GAGNER

mercredi 15 septembre 2010
par  Sud éducation 66

Par Patrice Bégnana

Le débat relatif aux journées du 7 et du 23 septembre semble s’être cantonné à la question du nombre de manifestants. On a pu entendre que les syndicats et le gouvernement criaient chacun victoire en se jetant au visage les chiffres des manifestants. Il devrait pourtant être clair que l’objectif du combat n’est pas le nombre de manifestants mais le retrait du projet de loi votée en première lecture à l’Assemblée nationale qui recule l’âge légal permettant de prendre sa retraite à 62 ans ou de pouvoir prendre sa retraite sans décote à 67 ans. Pour les salariés qui travailleront plus de 41 ans et demi parce qu’ils ont commencé tôt, c’est manifestement injuste. Et c’est inquiétant, car rien n’interdit de penser que dans quelques années, on passe à 64 et 69 et ainsi de suite. Pour les salariés qui n’auront pas leurs annuités parce qu’ils ont des périodes sans travail ou parce qu’ils ont commencé à travailler tard, c’est les condamner puisque l’espérance de vie en bonne santé est de 63 ans environ.

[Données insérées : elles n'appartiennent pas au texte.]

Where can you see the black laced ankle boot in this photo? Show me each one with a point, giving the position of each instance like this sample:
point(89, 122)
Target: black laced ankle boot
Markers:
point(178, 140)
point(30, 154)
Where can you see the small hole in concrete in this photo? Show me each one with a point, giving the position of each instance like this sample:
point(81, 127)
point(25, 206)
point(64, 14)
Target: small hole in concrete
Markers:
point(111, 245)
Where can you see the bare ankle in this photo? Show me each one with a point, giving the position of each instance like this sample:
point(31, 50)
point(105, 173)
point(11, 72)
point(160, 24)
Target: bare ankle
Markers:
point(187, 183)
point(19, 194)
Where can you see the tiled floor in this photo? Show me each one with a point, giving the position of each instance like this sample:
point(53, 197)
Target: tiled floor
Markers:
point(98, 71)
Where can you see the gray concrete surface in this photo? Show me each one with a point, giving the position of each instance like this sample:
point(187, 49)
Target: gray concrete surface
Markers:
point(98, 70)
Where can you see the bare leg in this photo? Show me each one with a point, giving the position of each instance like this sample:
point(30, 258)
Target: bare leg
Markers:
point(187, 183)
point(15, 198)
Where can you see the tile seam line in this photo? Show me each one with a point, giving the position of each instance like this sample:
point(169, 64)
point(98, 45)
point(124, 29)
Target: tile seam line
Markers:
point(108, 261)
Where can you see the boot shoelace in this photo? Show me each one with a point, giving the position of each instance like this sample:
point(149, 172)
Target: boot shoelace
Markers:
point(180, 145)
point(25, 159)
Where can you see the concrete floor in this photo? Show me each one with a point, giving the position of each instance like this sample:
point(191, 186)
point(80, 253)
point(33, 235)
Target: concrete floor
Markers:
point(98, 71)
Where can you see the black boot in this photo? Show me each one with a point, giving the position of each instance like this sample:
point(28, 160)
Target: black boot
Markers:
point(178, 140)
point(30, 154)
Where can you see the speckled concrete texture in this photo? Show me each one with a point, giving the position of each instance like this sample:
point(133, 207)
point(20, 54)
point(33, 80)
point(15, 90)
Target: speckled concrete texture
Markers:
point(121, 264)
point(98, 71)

Depuis les lois Balladur de 1993, toutes les lois ou projets de lois vont dans le même sens : augmenter la durée de cotisations, reculer l’âge réel ou légal de la retraite, diminuer les pensions en appliquant un mode de calcul toujours plus défavorable. La retraite étant un salaire différé, le but est clair : diminuer les salaires et donc les revenus du travail au profit de ceux du capital. Les arguments sur l’allongement de la vie ou sur les déficits que devront payer nos enfants ne sont que l’habillage de cette offensive continue. Quant aux privilèges de la fonction publique ou de certaines professions, ils sont l’habillage “éthique” de ce qui n’est que lutte intéressée.

Après avoir perdu contre Balladur sans avoir lutté, avoir gagné provisoirement en 1995 contre Juppé puis perdu contre Fillon en 2003, le mouvement social se retrouve confronté à un nouveau conflit. Le temps des luttes pour obtenir des acquis sociaux a fait place à un combat pour conserver ceux qui restent.

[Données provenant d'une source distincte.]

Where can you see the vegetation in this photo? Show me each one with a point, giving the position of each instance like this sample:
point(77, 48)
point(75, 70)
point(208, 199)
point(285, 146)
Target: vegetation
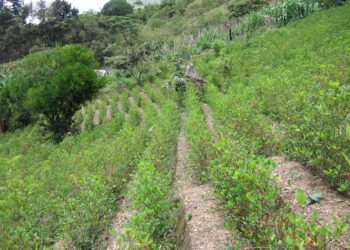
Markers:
point(55, 90)
point(301, 111)
point(276, 85)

Gagner, ce sera amener le gouvernement à retirer ce projet de loi avant de pouvoir reprendre le combat pour obtenir de nouveaux acquis sociaux.

Dans une lutte, ce qui compte, c’est le rapport de forces. Or, quelques manifestations par mois accompagnées de grèves ou non, quelques nécessaires qu’elles soient, seront-elles suffisantes pour gagner ? L’expérience des journées de 2003 n’est pas encourageante. En l’absence d’autres perspectives immédiates, y participer est une obligation car renoncer à lutter, c’est accepter la régression sociale. Mais combien de journées faudra-t-il pour que le gouvernement renonce à sa loi ?

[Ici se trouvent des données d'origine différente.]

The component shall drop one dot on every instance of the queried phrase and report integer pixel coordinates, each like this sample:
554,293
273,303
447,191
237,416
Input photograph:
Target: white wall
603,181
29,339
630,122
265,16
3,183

Si la grève reconductible ou la grève générale ne se décrètent pas, encore faut-il pour construire l’une ou l’autre les envisager sérieusement, les proposer aux salariés du public comme du privé quelle que soit la taille de leur entreprise, les porter sur la place publique et donc refuser de se glorifier du nombre de manifestants. Seules la grève reconductible ou la grève générale peuvent créer le rapport de forces nécessaire pour l’emporter.

Car, quelques jours de grève témoignent du mécontentement – et c’est déjà quelque chose – mais sont insuffisants pour établir le rapport de force nécessaire pour gagner.